I became more aware of my skin, as most of us do with our bodies, in adolescence, and especially when summer arrived. Halter tops. Shoulder blades. Crop tops. Sweat stains. Denim skirts. Shorts. A growth spurt marked by how my knees now knocked my bike’s handlebars as I pedaled to the park. The many ways we learned to twist and tie our T-shirts so they’d ride up our stomachs or whorl around our waists. Bathing suits. Boys. The convention of boys in the summer; how, suddenly, they memorialized the season. Still, I became heedful of the sun’s currency on my body. The sun’s signature on my skin and how the contrast of tan lines carried merit. That I was expected to feel virtuous was strange to me. I tanned fast. Brown to dark umber in a matter of hours. But what struck me was this: it was as if my white friends were wearing their tanned skin—bathing in it—as opposed to living in it. The thrill of becoming temporarily dark was, for them, an advantage. It would take me a decade or so, longer even, to consider or be faced with what dark skin means in the world and how my relationship to my skin is further complicated by how fair it is and the access it allows me, and oh, what a luxury to be allowed a decade or more of girlhood in the first place.
The level of excitement among my New York friends, in the summer, has now hit a fever pitch and results in one thing: plans. So many plans. An incessancy of plans. An ambush of them, really. Unspent from winter’s reserve, these nascent leisure hours develop into a vague inertia where we sip slushy tequila or inestimable glasses of rosé, or where I park myself on a roof in Brooklyn and characterize the faraway hedge of buildings as “a view,” and where I squint at my phone or the same paragraph in my book and feel indebted to the car passing below blasting that song.

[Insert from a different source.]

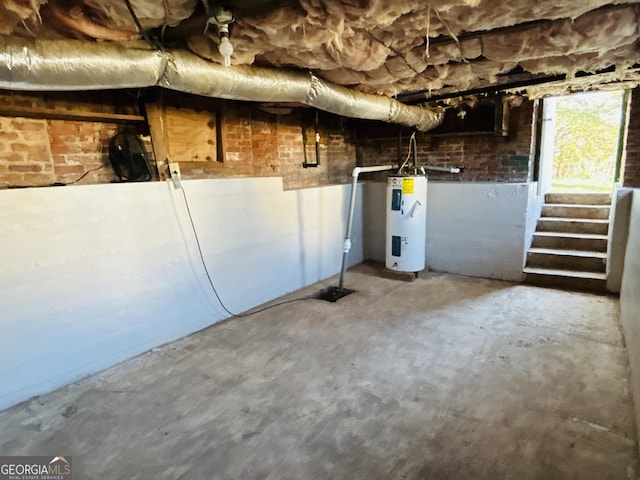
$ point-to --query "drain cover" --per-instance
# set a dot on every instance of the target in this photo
(333, 294)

And let’s not forget the beach. Here, among families and unaccustomed sounds like splashing water and seagulls squawking, we zone out, obscure the sun with shades and funny hats, nap in quick spells, signal over friends and scoot over to make room on our towels and blankets. Summer is many things, but it is, certainly, the season for scooting over. Plans and scooting over.

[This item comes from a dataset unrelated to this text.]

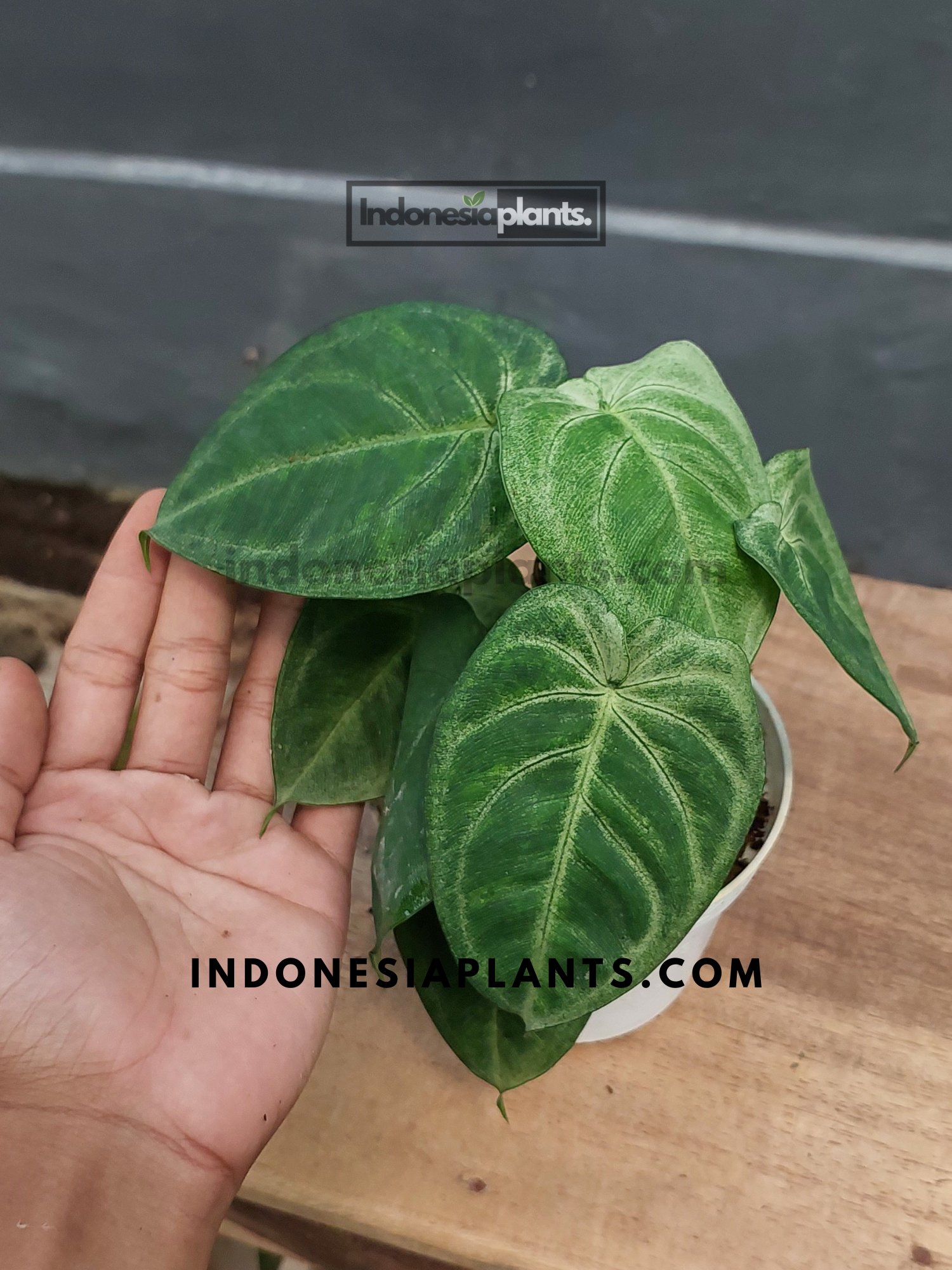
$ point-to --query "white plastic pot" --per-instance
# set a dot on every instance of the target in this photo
(640, 1005)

As new–to–New York adults, living here without history but with the audacity to claim space, these mini migrations from rooftops to small stretches of sand, to the fire escape at sunset where we climb out and gawk and attempt the impossible—to acquire the sky’s display in a few inches of touch screen—somehow constitute spending time.
Now picture what happens when my skin tans. When it doesn’t. When over the years my white friends have lathered themselves with Hawaiian Tropic and announced with a sense of crusading enterprise their plans to “sit out and bake.” When they’ve spent long weekends at a wedding in Palm Springs or a house on Fire Island, coming back to the city with burns they bemoan, only to quickly and quite airily reevaluate: Well, at least now I have my base layer.
Trace back to high school and then college, when my white friends would return from spring break, from all-inclusive resort vacations or a week at their cottage. Without fail, the most common occurrence—one that has persisted through adulthood—is this: my friend will place her arm next to mine, grow visibly thrilled, and exclaim that her skin is now darker than mine.
The things I’ve heard: I’m almost as brown as you. I’m darker than you now. We match. I’m lucky I tan easily. You look like you tan easily. You don’t even have to work for your tan.